Many a business has failed because of ethical lapses and moral failings. In some cases, the collapses have been spectacular: WorldCom, Enron, Arthur Andersen, and Adelphia Communications are all excellent case studies in ethics collapses that destroyed the entire company. Some other examples where organizations managed to survive an ethical scandal—albeit narrowly—include Tyco International, Global Crossing, and Salomon Brothers. In each of these high-profile cases, careers and fortunes were destroyed, and some people even went to prison. In other cases, ethical lapses even cost lives.
It’s one thing to know a code of ethics. Almost every professional organization or trade association has one—and property management is no different. The National Association of Residential Property Managers has a very thorough one, which you can see here.

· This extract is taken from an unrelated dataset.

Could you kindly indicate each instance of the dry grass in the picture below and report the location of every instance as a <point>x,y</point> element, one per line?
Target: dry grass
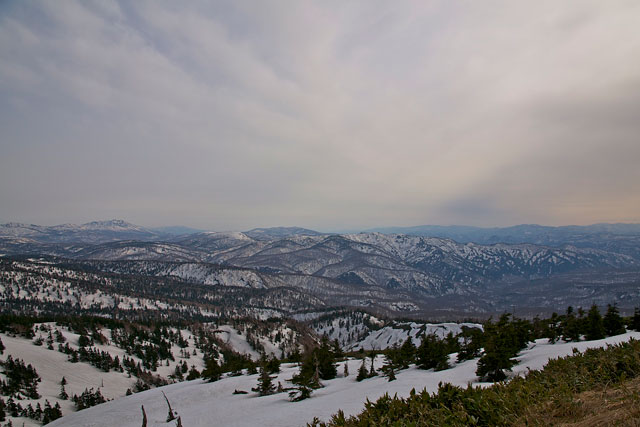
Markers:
<point>615,406</point>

But creating an ethical climate, where every employee not only understands the code of ethics, but knows how to apply it—and expects ethical behavior not only of themselves, but everyone around them—it is quite another thing!

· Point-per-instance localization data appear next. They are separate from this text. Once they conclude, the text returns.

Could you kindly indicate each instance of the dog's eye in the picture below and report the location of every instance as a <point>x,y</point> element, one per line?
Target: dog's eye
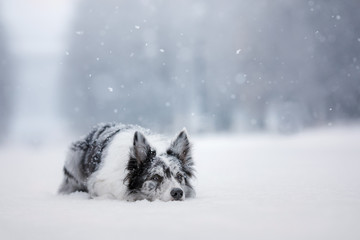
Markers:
<point>157,178</point>
<point>179,177</point>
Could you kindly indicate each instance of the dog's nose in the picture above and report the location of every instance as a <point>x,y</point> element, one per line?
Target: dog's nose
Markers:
<point>176,193</point>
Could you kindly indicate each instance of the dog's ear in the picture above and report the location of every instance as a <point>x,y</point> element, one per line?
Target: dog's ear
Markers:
<point>141,148</point>
<point>181,147</point>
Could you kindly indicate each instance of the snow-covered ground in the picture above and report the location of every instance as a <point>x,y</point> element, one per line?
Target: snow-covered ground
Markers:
<point>305,186</point>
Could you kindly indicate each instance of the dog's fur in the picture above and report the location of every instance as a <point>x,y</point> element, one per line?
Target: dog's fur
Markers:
<point>127,162</point>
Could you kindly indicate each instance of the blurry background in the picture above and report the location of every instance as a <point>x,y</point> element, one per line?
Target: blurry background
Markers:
<point>212,66</point>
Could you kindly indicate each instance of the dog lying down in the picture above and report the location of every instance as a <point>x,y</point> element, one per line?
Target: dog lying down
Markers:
<point>130,163</point>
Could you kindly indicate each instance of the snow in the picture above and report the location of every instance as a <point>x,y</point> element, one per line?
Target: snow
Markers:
<point>304,186</point>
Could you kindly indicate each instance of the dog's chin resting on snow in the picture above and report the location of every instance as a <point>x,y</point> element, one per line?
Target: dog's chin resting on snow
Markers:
<point>130,163</point>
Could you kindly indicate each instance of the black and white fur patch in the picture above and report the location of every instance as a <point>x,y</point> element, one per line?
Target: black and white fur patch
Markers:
<point>129,163</point>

Anyone can hand a middle manager or new employee a binder containing the NARPM code of ethics, for example, and have them sign saying they’ve received it, and then let it gather dust on the shelf. But that’s merely compliance.

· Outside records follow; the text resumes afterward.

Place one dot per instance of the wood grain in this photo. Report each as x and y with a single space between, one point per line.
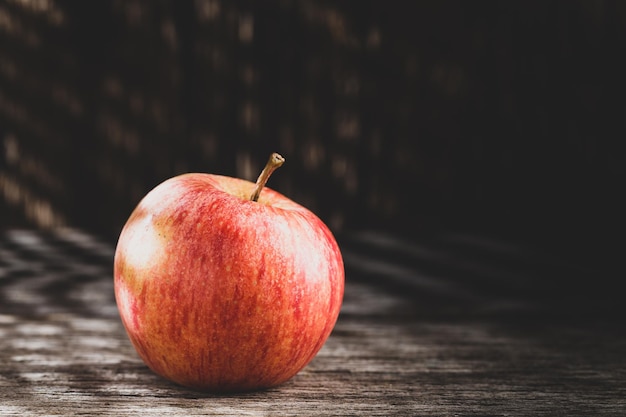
408 342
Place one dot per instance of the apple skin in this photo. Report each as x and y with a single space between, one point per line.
220 293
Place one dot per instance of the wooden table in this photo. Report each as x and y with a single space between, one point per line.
450 325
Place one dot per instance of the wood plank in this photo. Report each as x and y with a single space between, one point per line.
63 352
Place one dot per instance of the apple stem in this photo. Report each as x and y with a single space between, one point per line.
273 163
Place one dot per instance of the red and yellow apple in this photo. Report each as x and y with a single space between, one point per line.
223 285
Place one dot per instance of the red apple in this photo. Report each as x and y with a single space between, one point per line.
220 292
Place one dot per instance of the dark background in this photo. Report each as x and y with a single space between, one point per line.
411 117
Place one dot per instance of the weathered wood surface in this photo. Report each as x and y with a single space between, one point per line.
452 327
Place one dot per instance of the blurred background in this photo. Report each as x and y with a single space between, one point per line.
410 117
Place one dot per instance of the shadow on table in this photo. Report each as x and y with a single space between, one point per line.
470 275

Fostering a true code of ethics within your business requires much more than that. It requires strong, ethical leaders at the top; a willingness to endure pain for the sake of doing the right thing; and a constant renewal of effort in transmitting the ethical standards of the organization from the leadership through to every other employee. Anything less puts the entire organization at risk.
Here are some tips, insights, and secrets from within the property management and landlord context to help you foster an environment to be proud of.
7 Tips for Creating an Ethical Environment in Your Property Management Company
Don’t Wait for Your Boss to Do It
While ideally, your company’s owner or founder will personally lead the workplace battle, any middle manager can start the process at his or her own workplace. Do it using your own resources; do it forcefully and energetically; and do it now.
Lead by Personal Example—Even in Small Ways
You can’t tell workers to be ethical when they know you’re stealing office supplies. When you’re the boss, you live in a fishbowl. Show up late? People will notice. Slack off on the office dress code? They will emulate you.
Don’t Accept Unethical Behavior—Even in Small Ways
People who are not in the habit of thinking ethically when it comes to small matters will not be reliable in large ones.
Study Leaders You Admire
Hopefully, you have terrific role models in your own organization already; but if you don’t, you can find some of your own—it doesn’t matter what field they’re in. Think of great teachers, coaches, business leaders, politicians, and military leaders, and study what they did well. Read their biographies and autobiographies. Autobiographies can be especially valuable, because notable figures often write about their own ethical dilemmas and how they resolved them.
Read up on the IREM Code of Ethics, of course. But look up others, as well. The Berkshire Hathaway Code of Ethics is also excellent, and despite a few glitches here and there (people are imperfect, after all), it has served the company well for many years.
If you and your team find yourselves with some downtime, that’s the perfect chance to gather around a whiteboard and go through the IREM Code of Ethics, or your company’s internal code. Lead the discussion, but don’t let it turn into a lecture. Let people talk about ethical issues that have come up in their own experiences, and then bounce around some ideas about how to solve them. You aren’t trying to find a ‘right answer’ so much as build the habit of thinking ethically, and transmit it throughout the organization. These discussions may just help employees build the tools they need to do the right thing when nobody’s looking.
Keep Studying Ethics—Not Just in Theory, But in Practice
Volumes have been written about ethics, business ethics, and even about the ethics of property management. Here are some resources to get you started:
- Business ethics: Wiley has an excellent catalogue that will keep you busy for a long time. For self-development, try Al Gini and Ronald M. Green’s 10 Virtues of Outstanding Leaders. For some practical ideas you can put to work in your organization right away, check out Stephen Henn’s Business Ethics: A Case Study Approach, Denis Collins’ Essentials of Business Ethics: Creating an Organization of High Integrity and Superior Performance, as well as Linda K. Trevino and Katherine A. Nelson’s textbook, Managing Business Ethics – Straight Talk About How to Do it Right.
- Real Estate Ethics: Within the property management and housing industries, the place to start is with the main industry associations. The Institute of Real Estate Management offers a series of online courses, including Ethics for the Real Estate Manager (ETH800) and Real Estate Management Ethics Online (ETH001).
- The National Association of Residential Property Managers sponsors an online 3-hour course on ethics that’s required for all members every three years. There’s also the online ethics training from the National Association of Realtors. In many cases, you can get continuing education credit for taking this course, which means the costs to the individual are tax-deductible if you’re already working in the industry.
The resources above aren’t always free, but fostering an ethical environment and hiring ethical people will pay dividends for the company many times over. If you have budgetary authority, funding regular in-services on ethics is one of the very best investments you can make. If you don’t have budgetary authority, ask your boss to help you resource your ethical education efforts within your own corner of the company.